China’s diminished weight reinforces this picture. Marquette Associates tracks China’s index weight peaking at 29.7% in 2020, falling to 19.7% on 2026 year-to-date data. Geopolitical friction, regulatory crackdowns and weaker domestic growth have all compressed China’s share, leaving the AI semiconductor names in Taiwan and Korea to fill the gap.

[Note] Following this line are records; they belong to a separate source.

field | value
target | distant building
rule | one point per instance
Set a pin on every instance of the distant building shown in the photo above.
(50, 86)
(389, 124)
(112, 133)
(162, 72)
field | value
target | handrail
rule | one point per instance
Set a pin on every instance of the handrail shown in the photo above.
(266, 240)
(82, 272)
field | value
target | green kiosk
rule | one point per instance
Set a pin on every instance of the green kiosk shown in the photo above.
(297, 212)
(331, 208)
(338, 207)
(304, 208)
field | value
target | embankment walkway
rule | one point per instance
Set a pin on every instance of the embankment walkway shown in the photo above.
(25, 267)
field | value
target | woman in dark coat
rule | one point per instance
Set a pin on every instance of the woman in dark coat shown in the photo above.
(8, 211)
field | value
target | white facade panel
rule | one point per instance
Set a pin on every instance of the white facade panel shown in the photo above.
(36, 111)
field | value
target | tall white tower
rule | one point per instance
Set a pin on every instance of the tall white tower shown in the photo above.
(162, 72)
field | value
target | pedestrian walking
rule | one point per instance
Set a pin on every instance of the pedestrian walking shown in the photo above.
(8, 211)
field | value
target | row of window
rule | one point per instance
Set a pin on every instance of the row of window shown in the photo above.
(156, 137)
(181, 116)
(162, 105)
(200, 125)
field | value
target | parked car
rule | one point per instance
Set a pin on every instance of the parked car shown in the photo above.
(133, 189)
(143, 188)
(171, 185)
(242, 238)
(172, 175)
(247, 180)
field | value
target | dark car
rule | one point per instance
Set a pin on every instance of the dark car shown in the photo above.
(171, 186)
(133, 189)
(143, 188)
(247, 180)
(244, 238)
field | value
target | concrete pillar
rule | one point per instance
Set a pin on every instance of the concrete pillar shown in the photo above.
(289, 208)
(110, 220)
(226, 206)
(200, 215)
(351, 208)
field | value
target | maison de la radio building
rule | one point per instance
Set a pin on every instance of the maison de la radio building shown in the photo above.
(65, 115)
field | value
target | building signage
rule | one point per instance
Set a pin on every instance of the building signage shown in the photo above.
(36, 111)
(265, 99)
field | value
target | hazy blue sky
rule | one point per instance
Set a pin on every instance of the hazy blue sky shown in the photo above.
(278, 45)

Diversification Requires a Different Mandate
Investors who want genuine geographic and sector diversification within emerging markets will not find it in a broad index fund. The two investment trusts most obviously positioned to offer it are BlackRock Frontiers (LSE: BRFI) and Barings Emerging EMEA Opportunities (LSE: BEMO). BEMO’s mandate is to achieve capital growth principally through investment in emerging and frontier equity securities across Eastern European, Middle Eastern and African markets. The trust runs a concentrated portfolio of around 35 high-conviction stocks, according to BEMO’s published factsheet. The management team at Barings expanded with Alay Patel joining as co-portfolio manager alongside Matthias Siller and Adnan El-Araby, bringing eleven years of experience on the Barings Emerging Equities Team.
Neither BRFI nor BEMO has kept pace with a broad MSCI Emerging Markets index tracker this year. The absence of AI semiconductor exposure is the arithmetic reason; the ongoing uncertainty across parts of the Middle East and Africa has not helped. That underperformance is the price of the diversification they provide.
There is no pressing case to rotate out of broad emerging-market exposure while the AI capex cycle continues. The question worth tracking is what happens to the index if that cycle stalls: a meaningful derating of TSMC, Samsung and SK Hynix would transmit directly into any fund benchmarked against the MSCI Emerging Markets index, regardless of how the underlying economies of Brazil, India or South Africa are performing. The next earnings cycle from the major US hyperscalers, and any shift in their AI infrastructure spending guidance, is the trigger to watch.